Archive for March 2010

Do You Have An Effective Selection Process?

March 27, 2010

We recommend every hiring manager have a repeatable selection process consisting of three phases: job and candidate definition, screening, and evaluation.  How do you know if your selection process is any good?  If you can answer yes to these questions, you probably have an excellent selection process:

  • Do your employees respect the new hire for succeeding in your selection process?
  • Would your employees cringe if they had to go through your selection process?
  • Do weak candidates drop out of your selection process because it is too hard?
  • Are superstars attracted to your company because your selection process ensures weak candidates are not hired?
  • Every new hire, without exception, goes through your selection process?
  • A potential superstar has not dropped out of your selection process because you moved too slowly?

Develop a quality selection process, be disciplined in administering it, and empower your team for success.

Selection Processes Reduce Chances Of Poor Hires

March 21, 2010

Select (verb) – To choose in preference to another or others; pick out (Random House Dictionary).
Process (noun) – A series of actions, changes, or functions bringing about a result (Random House Dictionary).

Does your selection process consist of a series of actions to bring about an ideal choice of candidates?  Many leaders rely on intuition, gut instinct, or some haphazard interview approach when choosing among candidates.  We recommend hiring managers use a defined, repeatable process for selecting talent.

Your selection process should include three phases:

  • job and ideal candidate definition;
  • screening;
  • evaluation.

Define the job and ideal candidate in the definition phase clarifying what is expected of the job and what the ideal candidate will look like.  The screening phase should include consistent behavior-based questioning and assessments that tie back to the job and candidate definitions.  The evaluation phase should analyze gaps and discrepancies between observed candidate behavior and job and candidate requirements.

Define the steps in your selection process, stick to them, and you will empower those in the selection process for success.

Increase Your Interpersonal Intelligence For Success

March 15, 2010

In 1983 Howard Gardner wrote the revolutionary book “Frames of Mind – The Theory of Multiple Intelligences” in which he describes seven different forms of intelligence we all posses in varying degrees: linguistic, musical, logical-mathmatical, spacial, bodily-kinesthetic, intrapersonal, and interpersonal.  Interpersonal intelligence is what makes or breaks most leaders today.

According the Gardner, “Interpersonal knowledge permits a skilled adult to read the intentions and desires – even when these have been hidden – of other individuals and, potentially, to act upon this knowledge.”  For example, leaders are often faced with trying to get their direct reports with individual aspirations and agendas to work together for the good of a team.  Fortunately today there are many tools available to help us determine our interpersonal intelligence and improve it.

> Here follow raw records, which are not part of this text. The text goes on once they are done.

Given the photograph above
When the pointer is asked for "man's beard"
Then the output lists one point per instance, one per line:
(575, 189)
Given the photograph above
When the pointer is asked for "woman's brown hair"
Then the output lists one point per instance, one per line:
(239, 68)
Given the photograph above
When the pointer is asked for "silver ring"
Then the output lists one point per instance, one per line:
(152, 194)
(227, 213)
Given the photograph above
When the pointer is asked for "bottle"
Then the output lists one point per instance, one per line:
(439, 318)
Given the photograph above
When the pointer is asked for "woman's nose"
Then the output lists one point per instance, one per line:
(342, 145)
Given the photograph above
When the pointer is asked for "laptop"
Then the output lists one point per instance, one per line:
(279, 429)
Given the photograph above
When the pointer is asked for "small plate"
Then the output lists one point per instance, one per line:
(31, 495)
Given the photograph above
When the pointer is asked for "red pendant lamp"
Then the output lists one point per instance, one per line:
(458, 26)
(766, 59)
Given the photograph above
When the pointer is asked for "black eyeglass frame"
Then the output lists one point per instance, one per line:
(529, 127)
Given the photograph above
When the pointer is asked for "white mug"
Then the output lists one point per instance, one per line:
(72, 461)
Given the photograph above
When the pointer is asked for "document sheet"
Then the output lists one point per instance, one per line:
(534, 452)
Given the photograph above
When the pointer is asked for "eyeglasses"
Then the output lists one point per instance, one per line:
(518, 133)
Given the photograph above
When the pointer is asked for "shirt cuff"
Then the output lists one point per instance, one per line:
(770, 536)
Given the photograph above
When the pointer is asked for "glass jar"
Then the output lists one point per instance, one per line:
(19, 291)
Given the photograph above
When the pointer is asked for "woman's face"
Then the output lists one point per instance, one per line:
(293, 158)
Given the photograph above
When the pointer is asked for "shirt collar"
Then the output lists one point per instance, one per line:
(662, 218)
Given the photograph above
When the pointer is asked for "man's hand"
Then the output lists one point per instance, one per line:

Improving our interpersonal intelligence will make us better co-workers, leaders, and influencers. As Gardner says, “interpersonal intelligence is seen in how we notice distinction among others; in particular, contrasts in their moods, temperaments motivations and intentions.”

Make interpersonal intelligence improvement one of your personal development objectives and empower yourself for greater success.

Conversation Tips When Communicating To A Dominating Personality Style

March 8, 2010

Whether it is intended or not, most people when in buying or customer mode take on the characteristics of a “dominating” personality style.  It’s a natural defensive posture we all assume when we are concerned someone may take advantage of us.

The best way to present to these buyers/customers when they are in that mode is to be direct and to the point.  Don’t waste time with unnecessary small talk and overwhelming facts and figures.  Get directly to the bottom line.  Use the BLUF (Bottom Line Up Front) model when communicating.  Keep the conversation concise, focused, and on the immediate topic.  They will be impressed with an efficient, no-nonsense, business-like manner.

Remember, Peter Drucker’s advice, “Communication is what the listener does.”  Customize your delivery to the style of the listener and empower yourself for successful conversations.